Naruto menggelengkan kepala— tak membenarkan hal tersebut. "Pergilah, Sai akan mengantarmu sampai ke rumah.."

Sakura menengadah dengan mata berkaca. "Kenapa?" Ia meremas tangan lebar Naruto. "Kenapa kau lakukan ini padaku?" Rasanya mau menangis, namun Sakura menahan liquidnya demi terlihat kuat di mata Naruto. Ia tak ingin Naruto melihat dirinya rapuh.

Naruto melepaskan pegangan Sakura, berbalik lalu berdiri di muka jendela. Ia membelakangi gadis itu. "Kembalilah pada keluargamu."

Cepat-cepat Sakura menyeka titikan air mata yang sempat menitik di pipinya. "Bodoh! Apa kau mengusirku?"

"..." Naruto menghiraukan. Tatapan tajamnya terus fokus pada pemandangan di bawah sana.

"Jahat!" Naruto meringis mendengarnya. Sakura memutar badan, kemudian membuka langkah. Naruto berbalik dan mendapati punggung ramping gadis itu. Sebelum benar-benar pergi satu keinginan menunda niat Sakura. Ia kembali berbalik ke arah Naruto, kali ini menunjukan tatapan penuh dendam, benci, sayang dan cinta, juga kecewa. Pria di sana balas menatapnya dengan mata mengerjap.

Naruto diam dan menunggu ketika Sakura melangkah ke arahnya. Dan, pada saat gadis itu tiba dihadapannya..

Jdukkk!

Kedua mata Naruto sukses melotot. Sakura menendang lututnya, lalu pergi setelah cukup puas menyakitinya. Naruto merintih pelan sambil memegang bagian lututnya yang terasa nyeri akibat di tendang. Setelah memastikan Sakura benar-benar pergi, barulah Naruto menampakan rasa sakit yang ia derita. Pria itu mengangkat kaki, dan mengelusnya untuk mengurangi rasa ngilu. Ia bahkan tak bisa merasakan kakinya gara-gara tendangan super tadi.

"Shit, tendangannya kuat sekali.."

.

.

.

Sai menghentikan mobil kala mereka tiba di depan gerbang, tempat kediaman Haruno. Begitu memutar kepala ke arah belakang, seketika ia dibuat terperangah saat mendapati wajah Sakura basah oleh air mata. Sungguh, ia benar-benar tidak tahu gadis itu menangis disepanjang jalan. Pantas sejak tadi dia diam saja, tak banyak omong seperti biasanya. Berminggu-minggu banyak menghabiskan waktu bersama, lalu bagaimana bisa Sai tak mengenal sifat Sakura. Yah, walau hanya sifat luarnya saja yang Sai ketahui. Seperti yang orang tahu, Sakura adalah gadis cerewet dan bawel.

"Nona, kita sudah sampai.."

Sakura menghapus air matanya dengan kesal, lalu ia segera turun dari mobil tersebut.

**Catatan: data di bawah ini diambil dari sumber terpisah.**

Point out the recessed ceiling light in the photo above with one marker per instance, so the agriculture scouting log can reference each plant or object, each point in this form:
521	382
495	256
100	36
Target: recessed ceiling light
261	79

Sai berjengit ketika Sakura menutup pintu mobil dalam sekali hempasan keras. Ia keluar, dan mengambilkan koper Sakura dari dalam bagasi.

"Mari Nona, saya an—"

"Tidak usah! Aku bisa sendiri." Sai terdiam. Sakura merampas gagang koper dari tangannya dengan kasar, kemudian dia berjalan menjauh darinya. "Oh ya, sampaikan ucapan selamat tinggal dariku untuk si pirang bodoh itu." Dan ia melanjutkan lagi langkahnya yang sempat terhenti sesaat. Gadis itu meninggalkan Sai yang sedang tercengang akan sikapnya. Bukannya bahagia karena bebas, dia malah kelihatan sedih hingga menjadi kesal.

"Baiklah, Nona.."

Tak lagi mengubris, Sakura melenggang pergi. Ia melangkah tanpa henti menangis, bahkan hingga sesegukan. Sai yang mendengarnya terheran melihat sikap Sakura yang benar-benar aneh menurutnya. Sejak tadi dia terus menangis, bahkan setelah tiba sekali pun tangisannya tak kunjung reda. Malah semakin parah.

Ting Tong!

Beberapa saat menunggu di depan pintu yang terutup rapat, seseorang membuka pintu tersebut. Kedua matanya tampak sembab, sama halnya dengan kondisi Sakura saat ini. Wanita pirang itu mengangkat kepala, dan menatap ke arahnya. Seketika dia terkejut, bahkan sampai terdiam membatu. Kehadiran dirinya yang secara tiba-tiba itu mengejutkan Mebuki. Dia tampak shock, antara percaya dan tak percaya.

Sakura menjatuhkan koper dari tangannya, lalu menubruk Mebuki dengan pelukan erat. "Ibu.." Tak cukup sampai disitu, tangis Sakura malah semakin menjadi-jadi. Menangis karena sangat merindukan keluarganya, serta berpisah jauh dari Naruto. Sakura akan merasakan sesak dan sakit ketika Naruto terbayang dalam benakanya, seperti saat ini. Dengan terlarangnya ia memikirkan lelaki yang telah menggagalkan acara pernikahannya. Penjahat yang menculik dan menyekapnya di dalam kamar sampai berminggu-minggu.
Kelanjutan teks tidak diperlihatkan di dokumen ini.